The courtship involving Great Wolf Resorts and the City of Manteca is getting a bit more serious.
McWhinney Real Estate Services - the Colorado-based development firm that wants to bankroll the actual building of what could be up to a 600-room resort hotel with a 70,000-square-foot indoor water park and a conference center - now wants the City Council to enter into an exclusive negotiation agreement.
In essence, McWhinney is ready to fashion what is the development world’s equivalent of a prenuptial agreement. It will then be up to city leaders to decide if the “partnership” as ultimately outlined is worth pursuing.
It means McWhinney will have 11 months to lay all of its cards on the table to make the case not simply to acquire use of 30 acres of city owned land west of Costco but also whether the potential tax and economic impacts could justify city investment in infrastructure such a streets and public utilities to make the site developable.

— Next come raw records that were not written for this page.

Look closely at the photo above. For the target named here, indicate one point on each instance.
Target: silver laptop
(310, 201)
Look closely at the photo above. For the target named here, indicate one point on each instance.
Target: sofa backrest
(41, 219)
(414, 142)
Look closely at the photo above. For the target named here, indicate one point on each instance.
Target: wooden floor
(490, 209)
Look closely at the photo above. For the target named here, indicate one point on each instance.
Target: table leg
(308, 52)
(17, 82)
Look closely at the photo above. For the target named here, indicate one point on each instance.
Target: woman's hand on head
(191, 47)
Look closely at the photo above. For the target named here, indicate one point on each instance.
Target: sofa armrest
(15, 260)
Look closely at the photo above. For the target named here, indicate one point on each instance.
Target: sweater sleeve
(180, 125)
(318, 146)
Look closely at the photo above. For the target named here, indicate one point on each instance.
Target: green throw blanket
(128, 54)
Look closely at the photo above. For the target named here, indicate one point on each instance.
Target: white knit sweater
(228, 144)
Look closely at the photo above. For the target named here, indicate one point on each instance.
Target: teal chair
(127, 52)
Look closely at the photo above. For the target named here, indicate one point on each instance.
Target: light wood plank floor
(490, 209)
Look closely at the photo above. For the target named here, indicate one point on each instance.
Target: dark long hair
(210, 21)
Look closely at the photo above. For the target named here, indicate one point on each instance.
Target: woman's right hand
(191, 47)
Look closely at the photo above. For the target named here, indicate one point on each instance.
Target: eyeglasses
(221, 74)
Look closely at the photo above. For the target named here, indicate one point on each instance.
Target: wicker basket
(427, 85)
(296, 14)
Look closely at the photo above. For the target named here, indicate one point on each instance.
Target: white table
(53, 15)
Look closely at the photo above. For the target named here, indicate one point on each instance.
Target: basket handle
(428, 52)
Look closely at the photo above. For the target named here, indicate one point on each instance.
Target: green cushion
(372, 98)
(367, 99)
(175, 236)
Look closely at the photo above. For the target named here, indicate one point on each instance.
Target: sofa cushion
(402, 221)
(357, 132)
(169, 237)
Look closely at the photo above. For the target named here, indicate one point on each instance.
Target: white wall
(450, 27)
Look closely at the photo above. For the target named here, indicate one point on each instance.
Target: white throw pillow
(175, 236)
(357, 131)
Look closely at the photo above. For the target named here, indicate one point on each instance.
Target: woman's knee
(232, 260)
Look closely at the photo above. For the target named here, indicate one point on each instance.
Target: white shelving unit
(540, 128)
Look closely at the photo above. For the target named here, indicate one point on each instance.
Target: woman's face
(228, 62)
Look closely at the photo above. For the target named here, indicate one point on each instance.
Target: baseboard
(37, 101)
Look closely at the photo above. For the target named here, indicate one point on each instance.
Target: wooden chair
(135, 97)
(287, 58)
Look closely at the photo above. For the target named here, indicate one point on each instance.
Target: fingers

It also means McWhinney is ready to possibly move forward toward construction almost two years after first being lured to Manteca to consider the community for a Great Wolf Resort. The improving economy is one reason why McWhinney is ready to move the Manteca resort proposal to the point that they can determine internally whether to proceed or cut bait.
Previously, the city had been in talks with Great Wolf Resorts directly. The resort operator brought in McWhinney as the developer. The current plan of the two partners is to have McWhinney build and own the resort if it proceeds with Great Wolf managing it.
The exclusive negotiating agreement is before the council during tonight’s 7 o’clock meeting at the Civic Center, 1001 W. Center St.
The document before the council tonight is to authorize an agreement to evaluate land assembly and infrastructure needs. A second agreement that steps up the due diligence process will be presented to the council on Dec. 18. That document will be to negotiate the actual development of a hotel and conference center.
The agreement is for a year with McWhinney required to provide project proposal materials to the city no less than 30 days before the exclusive negotiating agreement expires. McWhinney is also required to provide progress reports every 90 days.
Essentially that means Manteca can’t negotiate with any other developer over potential use of the land for a year.
City Manager Karen McLaughlin noted in her report to the council about the exclusive negotiating agreement that simply entering into it won’t incur any cost to the city. She pointed out, though, that the hotel and meeting facility could have “significant” potential fiscal impact including the use of redevelopment bond proceeds and financial return to the city through additional property, sales and hotel room taxes.
The city will have upwards of $45 million in redevelopment bond proceeds that are being returned to the city’s control later this year after the state completes cleaning up its takeover of redevelopment agencies. City leaders have said if any city money is involved in the project such as RDA funds it will only go toward infrastructure to serve the parcel and another 90 acres that the city owns and wants to see developed as an entertainment zone. They generally would include storm drains, the public street and sidewalks, sewer and water pipelines, as well as utility improvements such as phone and natural gas lines.
It is a mirror of what the city did to extend Daniels Drive to allow Kitchell Development to build the Stadium Retail Center anchored by Kohl’s and Costco.
The proposed Manteca indoor water park that could have as many as 600 hotel rooms and a conference center reflects an investment of up to $200 million. Great Wolf projects a $9.4 million annual payroll with 414 permanent jobs and 156 part-time jobs. They also expect 400,000 annual visitors that would pay motel room taxes in excess of $4 million each year.